Court Opinion

ID: 4903603
Source: CourtListenerOpinion
Date Created: 2021-09-03 01:04:27.814809+00
Date Added: 2024-06-11T08:13:01.254445
License: Public Domain

APPELLANT'S SECOND MOTION FOR REHEARING
DAVIDSON, Judge.
My brethren have divergent views as to the disposition that should be made of this case. One is convinced that the case should be affirmed, the other is convinced that it should be reversed.
Thus my conclusion determines the case. By my vote I either affirm the conviction that sends this appellant to his death in the electric chair or I give him another trial. Such is a tremendous responsibility.
*583I was fully aware of the responsibility to be vested in me when I asked for and was elected to the high office of a judge of this court. I have no inclination or desire to shirk that responsibility or to fail to do my duty as a judge. My only concern is that the conclusion I reach be right and that it be in keeping with the due administration of the law and the preservation and protection of life and liberty, as guaranteed by Art. 1, Sec. 19, of our State Constitution.
I agreed to the conclusion expressed in the original opinion in this case, and also that of my brother Woodley upon motion for rehearing, that reversible error was not reflected in the trial of this case.
I recognized then, and recognize now, that there was much force in the reasoning of my brother Morrison as expressed in his dissenting opinion.

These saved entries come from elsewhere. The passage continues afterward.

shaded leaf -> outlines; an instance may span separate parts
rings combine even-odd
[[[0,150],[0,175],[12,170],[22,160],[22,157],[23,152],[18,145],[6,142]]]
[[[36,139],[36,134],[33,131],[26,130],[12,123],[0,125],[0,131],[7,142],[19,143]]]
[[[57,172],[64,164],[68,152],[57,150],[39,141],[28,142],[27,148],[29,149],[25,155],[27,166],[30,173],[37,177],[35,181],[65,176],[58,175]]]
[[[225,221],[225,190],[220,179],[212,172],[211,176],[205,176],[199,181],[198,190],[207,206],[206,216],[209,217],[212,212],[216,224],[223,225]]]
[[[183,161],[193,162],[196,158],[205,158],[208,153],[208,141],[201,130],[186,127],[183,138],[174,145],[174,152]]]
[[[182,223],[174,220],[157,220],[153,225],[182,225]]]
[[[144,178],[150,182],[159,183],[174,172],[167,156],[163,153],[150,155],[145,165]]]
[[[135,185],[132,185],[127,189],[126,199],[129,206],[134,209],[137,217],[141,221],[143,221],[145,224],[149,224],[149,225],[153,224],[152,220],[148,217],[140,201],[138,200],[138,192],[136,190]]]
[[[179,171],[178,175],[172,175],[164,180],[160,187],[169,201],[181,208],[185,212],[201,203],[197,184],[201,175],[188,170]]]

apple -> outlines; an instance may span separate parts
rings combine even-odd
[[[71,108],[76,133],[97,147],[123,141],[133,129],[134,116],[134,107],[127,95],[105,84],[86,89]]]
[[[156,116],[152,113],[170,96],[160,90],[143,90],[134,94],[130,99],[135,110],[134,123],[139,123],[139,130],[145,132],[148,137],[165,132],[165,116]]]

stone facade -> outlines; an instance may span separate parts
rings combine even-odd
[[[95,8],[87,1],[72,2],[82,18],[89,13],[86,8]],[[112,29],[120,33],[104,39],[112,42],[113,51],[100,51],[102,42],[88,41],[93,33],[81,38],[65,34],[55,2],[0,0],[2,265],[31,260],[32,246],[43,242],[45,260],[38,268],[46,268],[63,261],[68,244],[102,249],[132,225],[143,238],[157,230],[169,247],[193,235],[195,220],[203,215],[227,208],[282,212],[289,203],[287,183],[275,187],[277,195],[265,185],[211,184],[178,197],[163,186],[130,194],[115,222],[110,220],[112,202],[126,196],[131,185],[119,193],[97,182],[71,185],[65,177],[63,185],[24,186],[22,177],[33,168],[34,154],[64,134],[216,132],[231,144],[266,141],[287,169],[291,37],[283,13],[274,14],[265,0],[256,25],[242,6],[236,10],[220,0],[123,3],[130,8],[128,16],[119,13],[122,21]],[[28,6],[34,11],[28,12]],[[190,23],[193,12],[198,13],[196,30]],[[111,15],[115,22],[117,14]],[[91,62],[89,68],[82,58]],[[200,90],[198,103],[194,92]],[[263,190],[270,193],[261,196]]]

As I have approached and now approach a conclusion in the case there was and is constantly before me the thought that this man was tried rather hurriedly in an atmosphere necessarily made hostile by reason of the brutal murder.
The defense of insanity was the sole defense.
I know that such defense required time and much investigation to prepare for a proper presentation.
There were facts material to that defense which could have been secured and would have been given the jury but for the hurried trial. Those facts were before the court on the hearing of the motion for new trial.
I am unwilling to place this entire blame upon appellant’s counsel for failing to have that proof upon,the trial. Certainly the blame can not be laid at the feet of the appellant, himself.
A motion for continuance was sought, though not based specifically upon the absence of the above testimony.
I can not lose sight of the fact that upon the trial of the case Dr. Wade, the psychiatrist upon whose testimony the state relied strongly to defeat the plea of insanity, was in possession of additional information and would have testified thereto had he been interrogated thereon and would have expressed an opinion favorable to the appellant’s plea of insanity.
*584Who is to be blamed for not asking the doctor relative to the testimony he could have given, upon interrogation, is not the question. That the doctor did not so testify should not be wholly charged to the appellant or his counsel.
Though the doctor could have given such testimony and the representatives of the state knew of such absent testimony, it was not developed, or proffered either by him or the state.
I do not charge, or find, that there was any wilful or deliberate intention on the part of either Dr. Wade or the prosecuting attorney to withhold material testimony. To the appellant, the effect was the same, however, as if they had so intended. Appellant did not have the benefit of that testimony before the jury.
No one knows whether a different result will be reached upon another trial, with the absent testimony before another jury. Were this case affirmed, obviously there would not be another trial.
I have concluded that the ends of justice will best be served and maintained by according to the appellant another trial.
A conclusion for similar reasons was reached by this court in Calhoun v. State, 85 Texas Cr. Rep. 496, 214 S.W. 335.
Under this record, I can not by my vote send this man to his death in the electric chair.
I agree with my brother Morrison, Presiding Judge, that the conviction should be reversed.
Accordingly, the judgment of affirmance is set aside, appellant’s motion for rehearing is granted, and the judgment of the trial court is now reversed and the cause is remanded.